To do a risk assessment, you need to understand what, in your business, might cause harm to people and decide whether you are doing enough to prevent that harm. Once you have decided that, you need to identify and prioritise putting in place, appropriate and sensible control measures.

How to do a risk assessment

  1. Identifying what can harm people in your workplace: This is another way of saying, “Identify the hazards”. In order to identify hazards, you need to understand the difference between a ‘hazard’ and ‘risk’. A hazard is ‘something with the potential to cause harm’ and risk is ‘the likelihood of that potential harm being realised’. Hazards can be identified by using a number of different techniques such as walking around the workplace or asking your employees.

These are the possible area to check:

Read Also: How to Prepare a Health and Safety Policy

  • Physical: e.g. lifting, awkward postures, slips, and trips, noise, dust, machinery, computer equipment, etc.
  • Mental: e.g. excess workload, long hours, working with high-need clients, bullying, etc. These are also called ‘psychosocial’ hazards, affecting mental health and occurring within working relationships.
  • Chemical: e.g. asbestos, cleaning fluids, aerosols, etc.
  • Biological: including tuberculosis, hepatitis and other infectious diseases faced by healthcare workers, home care staff and other healthcare professionals.

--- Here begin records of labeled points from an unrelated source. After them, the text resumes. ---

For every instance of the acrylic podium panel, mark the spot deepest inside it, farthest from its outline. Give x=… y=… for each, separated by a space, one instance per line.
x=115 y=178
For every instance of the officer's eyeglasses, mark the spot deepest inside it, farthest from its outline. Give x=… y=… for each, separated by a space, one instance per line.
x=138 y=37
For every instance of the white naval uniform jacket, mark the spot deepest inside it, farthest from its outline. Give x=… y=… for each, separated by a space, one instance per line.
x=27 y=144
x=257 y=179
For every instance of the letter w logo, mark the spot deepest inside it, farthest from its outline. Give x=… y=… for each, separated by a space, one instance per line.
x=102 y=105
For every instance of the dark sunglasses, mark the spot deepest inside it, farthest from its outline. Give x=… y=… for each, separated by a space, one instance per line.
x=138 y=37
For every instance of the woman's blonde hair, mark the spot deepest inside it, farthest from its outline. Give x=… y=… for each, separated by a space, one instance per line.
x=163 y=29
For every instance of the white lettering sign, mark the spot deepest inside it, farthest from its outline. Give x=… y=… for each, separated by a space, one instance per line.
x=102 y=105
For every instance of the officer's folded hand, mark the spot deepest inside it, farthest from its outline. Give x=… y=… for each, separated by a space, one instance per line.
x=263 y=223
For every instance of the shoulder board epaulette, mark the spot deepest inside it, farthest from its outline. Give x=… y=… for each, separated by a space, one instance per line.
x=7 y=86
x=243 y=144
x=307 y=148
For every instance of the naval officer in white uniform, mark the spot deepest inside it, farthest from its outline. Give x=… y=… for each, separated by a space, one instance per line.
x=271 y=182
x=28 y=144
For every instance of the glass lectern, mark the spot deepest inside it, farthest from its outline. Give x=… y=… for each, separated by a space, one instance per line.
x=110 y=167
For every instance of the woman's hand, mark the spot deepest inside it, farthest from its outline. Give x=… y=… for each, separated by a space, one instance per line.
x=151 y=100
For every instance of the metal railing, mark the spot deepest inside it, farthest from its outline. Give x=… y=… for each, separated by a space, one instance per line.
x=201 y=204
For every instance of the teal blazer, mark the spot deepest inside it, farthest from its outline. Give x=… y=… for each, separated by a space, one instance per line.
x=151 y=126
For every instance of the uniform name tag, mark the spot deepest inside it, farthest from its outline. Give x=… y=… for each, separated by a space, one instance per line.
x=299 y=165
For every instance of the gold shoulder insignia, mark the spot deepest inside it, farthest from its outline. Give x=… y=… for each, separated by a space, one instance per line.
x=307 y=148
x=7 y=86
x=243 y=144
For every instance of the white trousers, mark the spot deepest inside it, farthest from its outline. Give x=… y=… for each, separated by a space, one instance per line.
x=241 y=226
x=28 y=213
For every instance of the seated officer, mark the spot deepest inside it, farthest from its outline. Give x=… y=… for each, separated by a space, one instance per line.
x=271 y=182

2. Identifying who might be harmed and how: Once you have identified a number of hazards you need to understand who might be harmed and how, such as ‘people working in the warehouse’, or members of the public.

Review work routines in all the different locations and situations where the staff is employed. For example:

  • Home care supervisors must take due account of their client’s personal safety in the home, and ensure safe working and lifting arrangements for their own home care staff.
  • In a supermarket, hazards are found in the repetitive tasks at the checkout, in lifting loads, and it slips and trips from spillages and obstacles in the shop and storerooms. Staff faces the risk of violence from customers and intruders, especially in the evenings.
  • In call centers, workstation equipment (i.e. desk, screen, keyboard, and chair) must be adjusted to suit each employee.

3. Evaluating the risks and deciding on the appropriate controls: This involves taking into account the controls you already have in place. After ‘identifying the hazards’ and ‘deciding who might be harmed and how’ you are then required to protect the people from harm. The hazards can either be removed completely or the risks controlled so that the injury is unlikely.

4. Recording your risk assessment: Your findings should be written down, it’s a legal requirement where there are 5 or more employees; and by recording the findings it shows that you have identified the hazards, decided who could be harmed and how, and also shows how you plan to eliminate the risks and hazards.

This record provides proof that the assessment was carried out, and is used as the basis for a later review of working practices. The risk assessment is a working document. You should be able to read it. It should not be locked away in a cupboard.

5. Reviewing and updating your assessment: You should never forget that few workplaces stay the same and as a result, this risk assessment should be reviewed and updated when required.

A risk assessment must be kept under review in order to:

  • ensure that agreed safe working practices continue to be applied (e.g. that management’s safety instructions are respected by supervisors and line managers); and
  • take account of any new working practices, new machinery or more demanding work targets.